A notória ambiguidade do trabalho de ten Kate o obriga a intercalar seus relatórios científicos com observações nas quais ele levanta suas reservas morais. No inverno de 1996, Moreno levou um grupo de mapuches ao Museu para medi-los e fotografá-los, e no ano seguinte fez o mesmo com três tehuelches e quatro chiriguanos de Jujuy que estavam visitando a capital acompanhando a Comissão de Fronteiras com a Bolívia.
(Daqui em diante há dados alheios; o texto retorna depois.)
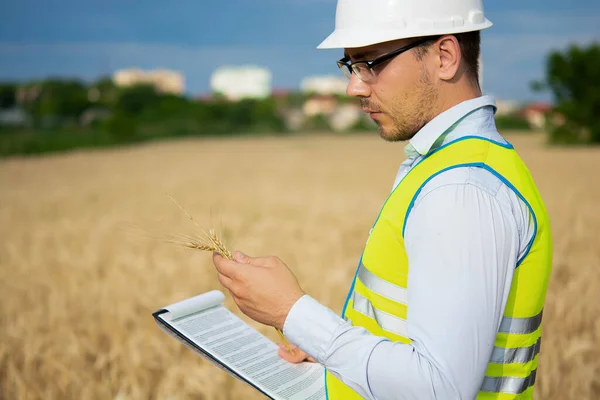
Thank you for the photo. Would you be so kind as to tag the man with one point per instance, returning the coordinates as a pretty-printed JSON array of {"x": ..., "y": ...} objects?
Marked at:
[{"x": 447, "y": 300}]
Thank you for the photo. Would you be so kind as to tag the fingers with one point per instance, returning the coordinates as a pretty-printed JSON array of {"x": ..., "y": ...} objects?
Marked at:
[
  {"x": 225, "y": 281},
  {"x": 298, "y": 356},
  {"x": 268, "y": 261},
  {"x": 224, "y": 266}
]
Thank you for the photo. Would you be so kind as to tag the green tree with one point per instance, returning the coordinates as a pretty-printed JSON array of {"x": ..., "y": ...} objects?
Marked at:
[
  {"x": 573, "y": 78},
  {"x": 8, "y": 95},
  {"x": 58, "y": 99}
]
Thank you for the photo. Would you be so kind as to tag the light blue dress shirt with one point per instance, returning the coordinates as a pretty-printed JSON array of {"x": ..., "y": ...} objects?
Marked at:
[{"x": 463, "y": 238}]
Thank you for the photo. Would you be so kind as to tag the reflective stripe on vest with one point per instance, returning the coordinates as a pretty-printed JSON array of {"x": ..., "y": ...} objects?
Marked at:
[
  {"x": 520, "y": 325},
  {"x": 382, "y": 287},
  {"x": 520, "y": 355},
  {"x": 508, "y": 384},
  {"x": 386, "y": 321},
  {"x": 378, "y": 299}
]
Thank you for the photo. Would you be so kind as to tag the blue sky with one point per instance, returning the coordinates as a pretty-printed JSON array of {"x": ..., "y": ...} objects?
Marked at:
[{"x": 89, "y": 38}]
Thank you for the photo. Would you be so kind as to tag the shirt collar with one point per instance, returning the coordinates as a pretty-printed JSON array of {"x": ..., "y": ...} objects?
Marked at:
[{"x": 435, "y": 130}]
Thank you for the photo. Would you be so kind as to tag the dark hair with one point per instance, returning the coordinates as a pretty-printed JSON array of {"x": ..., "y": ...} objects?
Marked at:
[{"x": 470, "y": 48}]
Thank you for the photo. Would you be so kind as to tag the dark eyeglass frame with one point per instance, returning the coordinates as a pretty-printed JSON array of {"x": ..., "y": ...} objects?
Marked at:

O holandês, não sem desconforto, descreve a resistência que eles ofereceram ao que consideravam uma afronta.
Devido às tensões políticas que levaram à renúncia de Moreno, Ten Kate renunciou ao cargo em julho de 1897, sendo sucedido pelo alemão Robert Lehmann-Nitsche, que ele conhecia dos cursos de Virchow em Berlim. Depois de uma temporada em Java, ele se estabeleceu no Japão no ano seguinte. Ao contrário de Hearn, que mal desconfiava do idioma, Kate se integrou a tal ponto que dominou a escrita e a fala — ele já conhecia cerca de oito línguas e vários dialetos —, escreveu estudos sobre a cultura japonesa e até se tornou um praticante consumado de jiu-jitsu. No entanto, assim como Hearn, ele abominava a modernidade que varria a tradição e, acima de tudo, o expansionismo japonês. Durante duas décadas, ele viveu imerso em sua cultura, enquanto escrevia suas obras beligerantes contra as correntes conservadoras da antropologia e moldava seus mais de 150 estudos etnográficos, até que a morte repentina de sua esposa, em 1921, lhe mostrou o caminho mais uma vez. Devastado, ele viajou pela Itália, França e Argélia. A morte o surpreendeu em Cartago uma década depois.